Cold War : l’amour au temps du rideau de fer

Une romance empêchée par le rideau de fer soviétique – le tout sur fond de musique traditionnelle -, on a connu argument moins plombant. Pourtant, on rentre dans Cold War comme des enfants le feraient : en regardant les images. Le film est fondu dans un noir et blanc exquis. Facilité ? Coquetterie ? Non, c’est déjà de la mise en scène. L’image épouse les variations d’ambiance : le gris un peu rude des premières scènes polonaises abandonne progressivement son grain à mesure que l’action se déporte vers l’ouest. Elle revêt alors une profondeur veloutée, aigre-douce comme l’est la vie bohème des deux personnages.

Le film narre un amour dur et paradoxal, consumé par son intensité, entravé par la réalité. Wiktor et Zula sont des héros de tragédie, ils ne savent s’aimer que par puissants à-coups. Le train-train quotidien leur est fatal. Au contact de leur vie commune, le lien qui les unit s’effile. Les périodes de séparation sont fades – et d’ailleurs pour la plupart ellipsées – ; les retrouvailles se succèdent comme autant d’entrechocs, chaque fois plus violents.

Elle, est un personnage bergmanien en diable, rappelant la Monika du film éponyme. Les deux ont ce je ne sais quoi d’insaisissable, de fuyant, régies comme elles le sont par des aspirations insondables. Zula est une Sisyphe de l’amour : elle lui sacrifie tout, s’autorise le court répit d’un bonheur qu’elle dévore, puis cède immanquablement à ses pulsions complexes. Ce motif est la seule partition amoureuse qu’elle sait jouer. La satiété, la stabilité ne seront possibles que dans le très provisoire, le temps d’une nuit ou d’une chanson.

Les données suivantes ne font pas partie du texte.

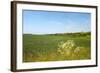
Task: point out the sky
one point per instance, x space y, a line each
51 22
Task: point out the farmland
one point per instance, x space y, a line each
56 47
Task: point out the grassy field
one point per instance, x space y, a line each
56 47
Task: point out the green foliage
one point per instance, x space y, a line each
47 47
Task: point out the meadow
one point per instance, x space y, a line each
56 47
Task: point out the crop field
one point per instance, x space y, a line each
56 47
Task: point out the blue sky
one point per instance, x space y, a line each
50 22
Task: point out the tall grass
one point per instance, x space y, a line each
56 47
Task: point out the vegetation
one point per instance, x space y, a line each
56 47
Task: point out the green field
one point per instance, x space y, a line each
56 47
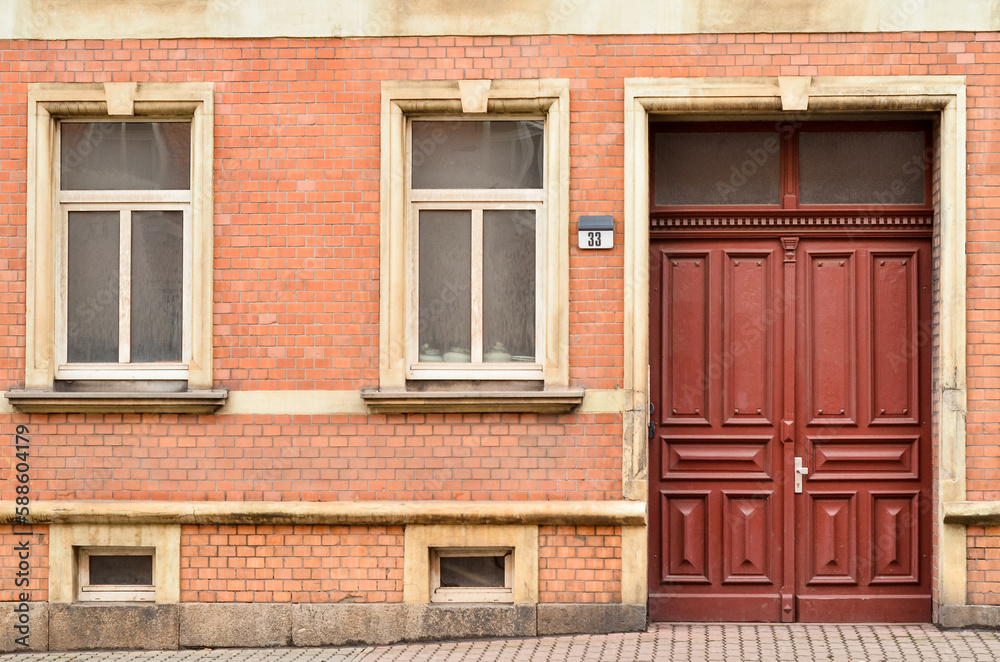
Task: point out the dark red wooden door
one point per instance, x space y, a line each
767 354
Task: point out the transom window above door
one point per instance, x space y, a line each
768 167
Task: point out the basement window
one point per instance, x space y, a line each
472 575
115 574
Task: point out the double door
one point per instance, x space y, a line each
790 463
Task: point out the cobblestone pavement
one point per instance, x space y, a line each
767 643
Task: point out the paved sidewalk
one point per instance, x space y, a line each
766 643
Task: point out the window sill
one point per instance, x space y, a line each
412 402
30 401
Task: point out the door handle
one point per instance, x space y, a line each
800 471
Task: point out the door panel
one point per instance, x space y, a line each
739 393
718 551
830 341
873 461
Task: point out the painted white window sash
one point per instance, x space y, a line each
475 201
123 202
114 592
440 593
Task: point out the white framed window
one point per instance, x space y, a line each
119 249
124 250
116 574
477 249
472 574
474 252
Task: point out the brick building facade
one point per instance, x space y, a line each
300 472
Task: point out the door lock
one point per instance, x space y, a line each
800 471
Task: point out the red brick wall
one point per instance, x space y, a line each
984 565
260 563
580 564
296 259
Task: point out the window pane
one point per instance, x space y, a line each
725 168
493 154
92 287
445 324
509 285
157 285
131 570
861 167
125 155
472 571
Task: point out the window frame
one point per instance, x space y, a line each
88 592
403 102
124 202
50 104
465 200
788 135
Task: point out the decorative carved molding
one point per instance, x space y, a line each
789 244
790 221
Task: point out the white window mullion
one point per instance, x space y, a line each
125 287
477 285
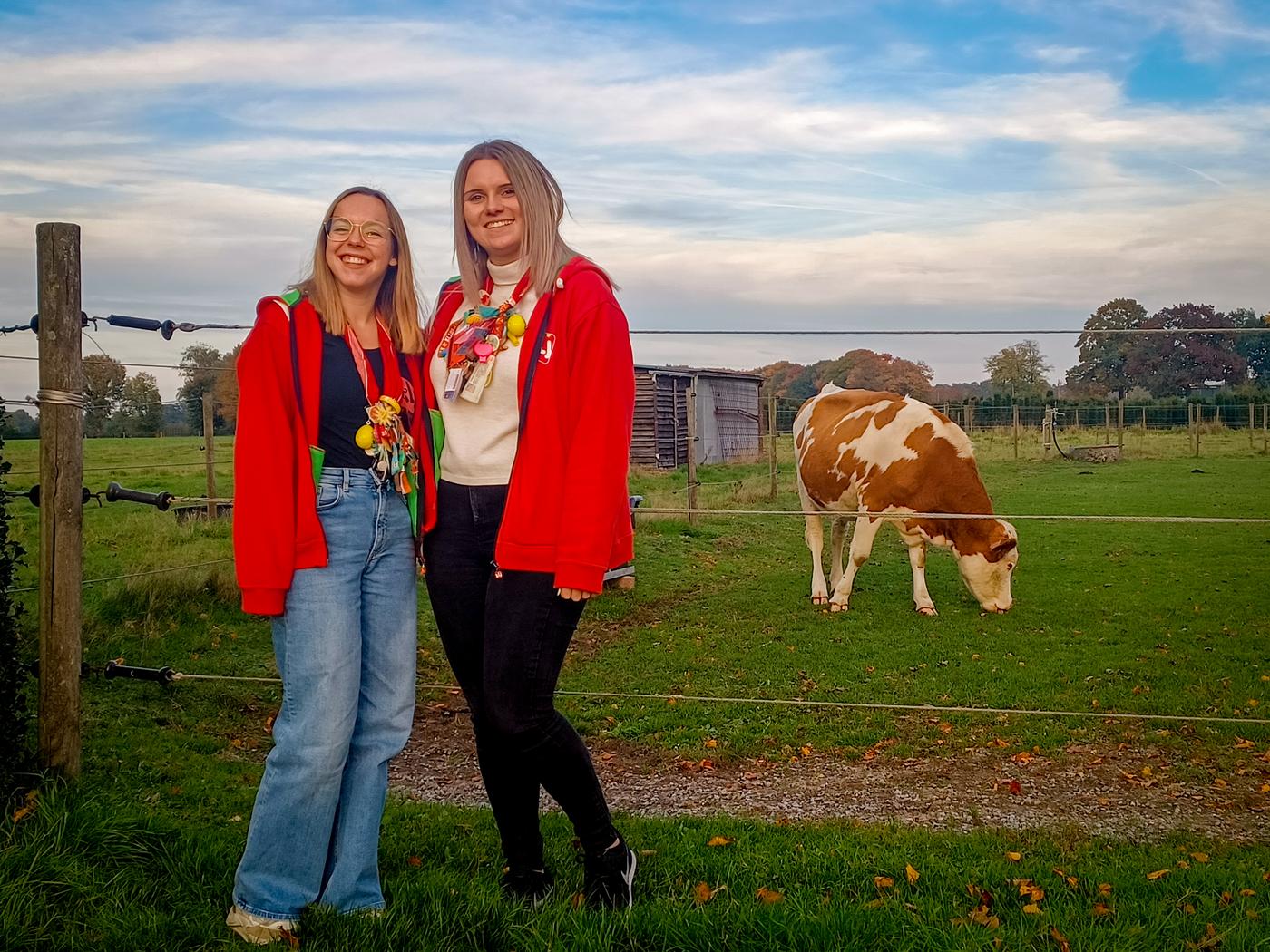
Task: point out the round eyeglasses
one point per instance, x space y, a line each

Tout est tranché net chez Pawlikowski, à commencer par le très pictural format 4/3. Sa caméra-scalpel découpe chaque plan avec une précision de graveur. Il manie la lumière et le cadrage en virtuose apaisé, sûr de son art. Le travail sonore est à l’avenant : dans les scènes musicales – Zula est chanteuse, Wiktor pianiste – comme dans les autres, les sons de cette Europe de l’Est mise sous cloche nous parviennent secs et sans écho, étouffés par l’époque, comme des pas dans la neige.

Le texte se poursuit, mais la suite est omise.